A due anni dalla scomparsa di Ramella

Di Pier Franco Quaglieni / A distanza di due anni dalla morte di Giovanni Ramella sono in molti gli amici, i colleghi, gli ex allievi che lo ricordano come docente, preside, critico letterario, conferenziere  poliedrico e insieme profondo.

Quando seppi tra i primi della sua scomparsa, capii subito che qualcosa di me era venuto meno perché il nostro rapporto di cinquant’anni di amicizia è stato così intenso da interiorizzarsi. Un anno fa, ricordandolo ad una cerimonia,  dissi che alla fine Giovanni aveva appreso da me la lezione liberale, mentre io avevo appreso da lui il modo di affrontare la cultura con serietà, con rigore e con passione.

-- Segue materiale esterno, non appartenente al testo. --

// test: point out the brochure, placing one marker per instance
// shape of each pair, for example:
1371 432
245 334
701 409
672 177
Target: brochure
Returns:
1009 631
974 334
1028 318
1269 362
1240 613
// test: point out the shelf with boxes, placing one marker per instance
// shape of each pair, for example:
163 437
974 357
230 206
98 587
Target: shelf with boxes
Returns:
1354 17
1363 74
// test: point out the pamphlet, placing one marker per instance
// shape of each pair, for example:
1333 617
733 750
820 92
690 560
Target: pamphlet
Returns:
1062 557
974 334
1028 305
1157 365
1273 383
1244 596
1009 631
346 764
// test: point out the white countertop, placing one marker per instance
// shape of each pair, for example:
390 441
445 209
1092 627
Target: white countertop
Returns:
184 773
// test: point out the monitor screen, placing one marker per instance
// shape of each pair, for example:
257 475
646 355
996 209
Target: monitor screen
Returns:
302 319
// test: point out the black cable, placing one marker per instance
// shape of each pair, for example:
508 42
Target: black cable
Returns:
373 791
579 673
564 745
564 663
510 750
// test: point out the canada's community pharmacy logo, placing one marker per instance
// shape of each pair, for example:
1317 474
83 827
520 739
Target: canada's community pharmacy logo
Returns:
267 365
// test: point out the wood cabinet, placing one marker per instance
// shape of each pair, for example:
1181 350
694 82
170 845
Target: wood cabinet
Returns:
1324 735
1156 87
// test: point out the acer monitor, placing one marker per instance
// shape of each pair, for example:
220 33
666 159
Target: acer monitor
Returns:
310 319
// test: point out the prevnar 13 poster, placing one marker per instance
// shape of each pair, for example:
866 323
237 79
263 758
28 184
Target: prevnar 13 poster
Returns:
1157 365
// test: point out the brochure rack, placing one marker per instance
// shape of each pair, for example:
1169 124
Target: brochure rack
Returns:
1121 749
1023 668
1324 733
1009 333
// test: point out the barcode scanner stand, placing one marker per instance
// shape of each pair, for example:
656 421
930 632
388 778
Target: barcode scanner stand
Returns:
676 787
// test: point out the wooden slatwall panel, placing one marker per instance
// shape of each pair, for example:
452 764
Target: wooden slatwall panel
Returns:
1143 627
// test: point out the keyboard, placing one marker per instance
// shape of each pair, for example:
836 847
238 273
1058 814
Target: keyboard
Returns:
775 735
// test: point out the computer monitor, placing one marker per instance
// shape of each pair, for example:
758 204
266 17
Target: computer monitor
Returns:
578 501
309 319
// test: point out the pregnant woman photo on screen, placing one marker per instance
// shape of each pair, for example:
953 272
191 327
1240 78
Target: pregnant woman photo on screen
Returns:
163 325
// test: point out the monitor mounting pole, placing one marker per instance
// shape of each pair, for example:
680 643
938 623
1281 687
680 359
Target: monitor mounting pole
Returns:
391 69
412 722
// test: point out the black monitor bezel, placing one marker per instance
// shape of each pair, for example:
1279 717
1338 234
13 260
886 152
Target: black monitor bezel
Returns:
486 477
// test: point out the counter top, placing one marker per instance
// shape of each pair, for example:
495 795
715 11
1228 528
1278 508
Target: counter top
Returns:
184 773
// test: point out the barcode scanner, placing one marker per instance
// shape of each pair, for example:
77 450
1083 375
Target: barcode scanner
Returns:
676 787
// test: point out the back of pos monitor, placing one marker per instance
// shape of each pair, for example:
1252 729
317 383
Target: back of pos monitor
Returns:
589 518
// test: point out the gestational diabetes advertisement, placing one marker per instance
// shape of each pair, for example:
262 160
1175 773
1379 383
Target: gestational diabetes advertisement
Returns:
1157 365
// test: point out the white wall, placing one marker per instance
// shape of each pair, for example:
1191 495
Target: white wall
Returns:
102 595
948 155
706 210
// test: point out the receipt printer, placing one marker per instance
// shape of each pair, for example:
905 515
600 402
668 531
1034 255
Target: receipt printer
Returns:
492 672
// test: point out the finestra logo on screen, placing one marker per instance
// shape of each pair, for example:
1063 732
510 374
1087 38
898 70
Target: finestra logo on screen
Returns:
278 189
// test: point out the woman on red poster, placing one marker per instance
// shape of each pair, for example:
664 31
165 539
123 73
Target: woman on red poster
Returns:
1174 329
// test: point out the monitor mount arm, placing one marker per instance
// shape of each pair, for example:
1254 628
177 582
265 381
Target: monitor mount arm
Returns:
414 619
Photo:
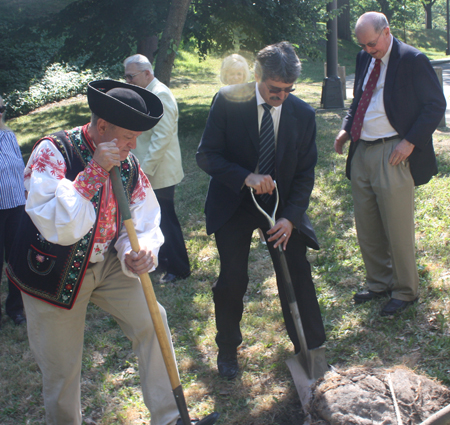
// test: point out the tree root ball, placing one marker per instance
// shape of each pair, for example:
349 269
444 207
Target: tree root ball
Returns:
363 396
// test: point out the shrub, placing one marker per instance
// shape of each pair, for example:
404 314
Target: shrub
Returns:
59 81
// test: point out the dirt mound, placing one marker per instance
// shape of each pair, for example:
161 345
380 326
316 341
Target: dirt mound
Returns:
363 396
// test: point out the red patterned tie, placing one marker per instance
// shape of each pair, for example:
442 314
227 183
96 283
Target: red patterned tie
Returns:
363 104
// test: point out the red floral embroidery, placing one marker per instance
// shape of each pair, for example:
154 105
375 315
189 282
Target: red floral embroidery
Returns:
45 162
90 180
142 185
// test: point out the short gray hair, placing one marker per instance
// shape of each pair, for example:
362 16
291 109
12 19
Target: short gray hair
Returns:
278 62
141 61
378 21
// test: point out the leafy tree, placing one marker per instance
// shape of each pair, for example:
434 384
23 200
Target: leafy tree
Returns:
225 25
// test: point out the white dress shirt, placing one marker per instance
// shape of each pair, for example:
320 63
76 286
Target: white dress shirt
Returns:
376 124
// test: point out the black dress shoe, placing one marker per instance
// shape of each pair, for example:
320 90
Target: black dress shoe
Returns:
395 306
227 364
364 296
19 318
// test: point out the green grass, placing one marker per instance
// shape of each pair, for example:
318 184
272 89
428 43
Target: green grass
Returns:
264 394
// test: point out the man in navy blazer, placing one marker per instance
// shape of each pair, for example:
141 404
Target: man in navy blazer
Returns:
393 153
229 153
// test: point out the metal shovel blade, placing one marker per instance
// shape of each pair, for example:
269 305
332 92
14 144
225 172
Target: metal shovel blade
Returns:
308 365
305 373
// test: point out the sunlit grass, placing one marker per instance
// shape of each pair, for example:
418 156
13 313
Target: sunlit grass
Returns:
264 393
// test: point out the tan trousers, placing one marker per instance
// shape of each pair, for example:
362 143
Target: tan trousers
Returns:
383 197
56 340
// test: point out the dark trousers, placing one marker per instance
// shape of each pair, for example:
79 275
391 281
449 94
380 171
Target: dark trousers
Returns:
9 222
172 255
233 243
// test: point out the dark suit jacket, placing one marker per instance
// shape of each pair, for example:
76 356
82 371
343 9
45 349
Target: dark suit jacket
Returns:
229 152
414 103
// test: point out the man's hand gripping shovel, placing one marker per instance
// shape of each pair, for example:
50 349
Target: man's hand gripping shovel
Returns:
308 365
154 310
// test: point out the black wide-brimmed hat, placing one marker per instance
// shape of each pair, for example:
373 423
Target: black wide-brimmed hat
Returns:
124 105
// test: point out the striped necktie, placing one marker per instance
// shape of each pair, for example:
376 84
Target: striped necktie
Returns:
363 104
267 146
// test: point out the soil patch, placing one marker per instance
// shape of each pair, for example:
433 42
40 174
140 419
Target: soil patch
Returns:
363 396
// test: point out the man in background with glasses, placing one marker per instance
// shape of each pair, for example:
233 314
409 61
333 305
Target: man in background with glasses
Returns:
398 103
255 134
158 151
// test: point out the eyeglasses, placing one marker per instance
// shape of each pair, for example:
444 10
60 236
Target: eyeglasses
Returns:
277 90
129 77
372 44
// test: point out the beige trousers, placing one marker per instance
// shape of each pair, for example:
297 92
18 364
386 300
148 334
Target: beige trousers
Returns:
383 197
56 340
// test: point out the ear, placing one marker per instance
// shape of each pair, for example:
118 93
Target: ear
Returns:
102 126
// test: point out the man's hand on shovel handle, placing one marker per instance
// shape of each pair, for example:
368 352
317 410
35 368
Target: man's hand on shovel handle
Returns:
281 232
139 263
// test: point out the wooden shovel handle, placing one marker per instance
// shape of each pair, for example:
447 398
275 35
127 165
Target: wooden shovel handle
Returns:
146 281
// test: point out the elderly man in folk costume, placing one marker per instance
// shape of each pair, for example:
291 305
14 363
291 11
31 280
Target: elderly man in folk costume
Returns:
72 249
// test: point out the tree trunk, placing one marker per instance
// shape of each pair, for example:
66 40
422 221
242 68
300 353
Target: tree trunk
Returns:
386 9
147 46
344 31
170 39
429 22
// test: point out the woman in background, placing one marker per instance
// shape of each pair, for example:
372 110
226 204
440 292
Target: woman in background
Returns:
12 205
234 70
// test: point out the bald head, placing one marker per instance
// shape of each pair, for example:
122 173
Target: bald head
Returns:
373 34
375 20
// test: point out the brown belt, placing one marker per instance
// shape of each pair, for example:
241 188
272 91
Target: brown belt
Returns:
377 141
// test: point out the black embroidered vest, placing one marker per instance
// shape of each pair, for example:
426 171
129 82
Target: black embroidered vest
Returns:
50 272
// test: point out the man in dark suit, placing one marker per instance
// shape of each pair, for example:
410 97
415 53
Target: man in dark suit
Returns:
233 155
398 103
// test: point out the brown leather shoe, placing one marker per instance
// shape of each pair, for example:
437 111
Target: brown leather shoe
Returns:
364 296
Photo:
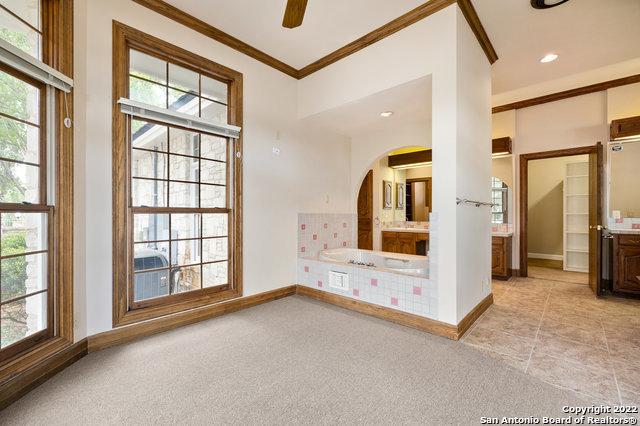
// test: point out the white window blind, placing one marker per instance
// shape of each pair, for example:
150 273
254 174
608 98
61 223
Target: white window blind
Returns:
22 61
146 111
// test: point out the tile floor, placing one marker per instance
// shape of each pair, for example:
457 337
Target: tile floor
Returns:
551 326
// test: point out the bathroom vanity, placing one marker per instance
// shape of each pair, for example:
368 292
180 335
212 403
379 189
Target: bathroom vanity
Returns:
626 262
407 241
501 257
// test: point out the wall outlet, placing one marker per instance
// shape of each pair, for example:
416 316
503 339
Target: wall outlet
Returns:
339 280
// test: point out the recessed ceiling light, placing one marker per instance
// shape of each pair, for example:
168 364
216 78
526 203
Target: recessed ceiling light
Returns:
550 57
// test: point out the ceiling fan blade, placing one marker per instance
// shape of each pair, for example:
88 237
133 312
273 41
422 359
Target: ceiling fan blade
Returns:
294 13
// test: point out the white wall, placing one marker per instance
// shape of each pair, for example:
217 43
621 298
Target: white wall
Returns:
417 51
473 171
311 174
623 102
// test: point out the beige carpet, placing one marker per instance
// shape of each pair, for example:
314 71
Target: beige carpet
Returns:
290 361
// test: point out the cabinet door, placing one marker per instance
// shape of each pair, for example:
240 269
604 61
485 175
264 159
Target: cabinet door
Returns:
406 243
627 277
389 241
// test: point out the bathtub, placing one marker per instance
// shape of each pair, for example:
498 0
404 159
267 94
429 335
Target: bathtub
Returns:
395 262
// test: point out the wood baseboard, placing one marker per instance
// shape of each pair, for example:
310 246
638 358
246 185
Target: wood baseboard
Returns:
403 318
475 313
147 328
23 383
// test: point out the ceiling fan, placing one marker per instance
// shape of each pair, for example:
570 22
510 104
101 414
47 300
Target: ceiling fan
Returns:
294 13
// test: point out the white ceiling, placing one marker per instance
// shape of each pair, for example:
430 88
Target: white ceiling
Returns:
328 24
410 103
587 34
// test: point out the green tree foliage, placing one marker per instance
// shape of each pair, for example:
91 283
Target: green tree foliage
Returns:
14 276
13 145
13 134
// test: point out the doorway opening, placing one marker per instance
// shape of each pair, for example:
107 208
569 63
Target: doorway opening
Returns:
561 213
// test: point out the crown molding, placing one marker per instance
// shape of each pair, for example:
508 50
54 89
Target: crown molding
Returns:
472 18
189 21
578 91
409 18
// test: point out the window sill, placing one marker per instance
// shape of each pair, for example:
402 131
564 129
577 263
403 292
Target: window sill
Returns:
34 356
144 314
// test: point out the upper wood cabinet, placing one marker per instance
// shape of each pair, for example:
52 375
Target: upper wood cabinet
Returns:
625 127
626 267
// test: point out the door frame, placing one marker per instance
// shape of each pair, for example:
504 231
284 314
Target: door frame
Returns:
524 190
426 179
366 186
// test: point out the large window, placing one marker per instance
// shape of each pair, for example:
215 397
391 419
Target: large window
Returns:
182 209
30 312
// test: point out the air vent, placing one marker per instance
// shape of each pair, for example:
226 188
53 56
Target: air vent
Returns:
339 280
546 4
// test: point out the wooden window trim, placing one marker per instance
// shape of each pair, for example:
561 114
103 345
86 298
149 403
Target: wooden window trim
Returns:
125 38
57 51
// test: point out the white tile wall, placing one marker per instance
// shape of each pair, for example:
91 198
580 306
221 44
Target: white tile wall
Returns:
317 232
412 294
405 293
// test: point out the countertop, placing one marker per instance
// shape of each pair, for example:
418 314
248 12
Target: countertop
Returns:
625 231
414 230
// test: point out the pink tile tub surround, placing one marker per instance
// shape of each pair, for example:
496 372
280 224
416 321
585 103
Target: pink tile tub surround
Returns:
412 294
317 232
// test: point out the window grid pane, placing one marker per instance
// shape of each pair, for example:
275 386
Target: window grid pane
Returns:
179 252
20 25
173 168
24 231
24 272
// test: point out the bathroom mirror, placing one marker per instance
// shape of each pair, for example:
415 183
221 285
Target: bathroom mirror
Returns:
500 199
624 179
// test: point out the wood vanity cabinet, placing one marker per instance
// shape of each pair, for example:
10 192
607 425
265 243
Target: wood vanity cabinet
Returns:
626 264
501 258
402 242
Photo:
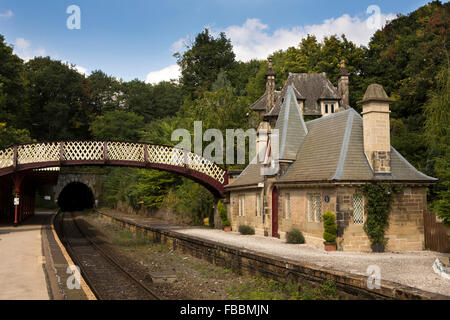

Oggi posso dire che io ho attinto da lui anche la fede religiosa che sto rivivendo con gioia anche nel solco del suo esempio di cattolico liberale.  Spero che Giovanni ne sia contento. Era un uomo poco pratico, non guidava la macchina e si arenava sui problemi della quotidianità. Senza collaboratori come Guido Curto e Maria Luisa Capella difficilmente avrebbe potuto dirigere un liceo difficile e litigioso come il “d’Azeglio “ di Torino. Eppure lui ci precedeva tutti nel campo morale con l’esempio di ogni giorno, con la mitezza che è propria dei forti. Forse non sapeva cambiare una lampadina, ma sapeva illuminarci con la sua cultura, la sua serenità, il suo coraggio nell’affrontare le difficoltà della vita. Era un uomo distratto, come  ha detto Gianni Oliva che fu suo successore al “d’Azeglio“ e suo amico, ma la sua distrazione era solo apparente. Dentro di lui era vivo un filo che teneva insieme i diversi aspetti della sua vita. Non ebbe gli affetti che avrebbe meritato, ma lui seppe donare a molti conforto e amicizia sincera, anche a chi non la meritava affatto.  Alla vigilia della riapertura delle scuole e delle attività culturali ci manca un uomo come lui che non  sarebbe stato capace di districarsi tra banchi con e senza rotelle e i distanziamenti . Giovanni era però l’esempio vivente di cosa debbano essere la cultura e la scuola. Non tanto all’insegna del venerato maestro Augusto Monti che anche lui rispettava, ma di Don Bosco alla cui scuola era cresciuto. Esserci conosciuti nel l’associazione ex allievi dell’ istituto salesiano “San Giovanni Evangelista“ è stato un dono della fortuna e una grazia di Dio. Di lui sentiamo moltissimo la mancanza, siamo certi che lui ci veda  e in qualche modo ci protegga.  Affidiamo a Giovanni le sorti della scuola e della cultura torinese, laiche o non laiche che siano, come diceva Benedetto  Croce di cui portai a Giovanni  un ritratto da mettere al liceo “d’Azeglio “ che qualche pisquano forse avrà eliminato.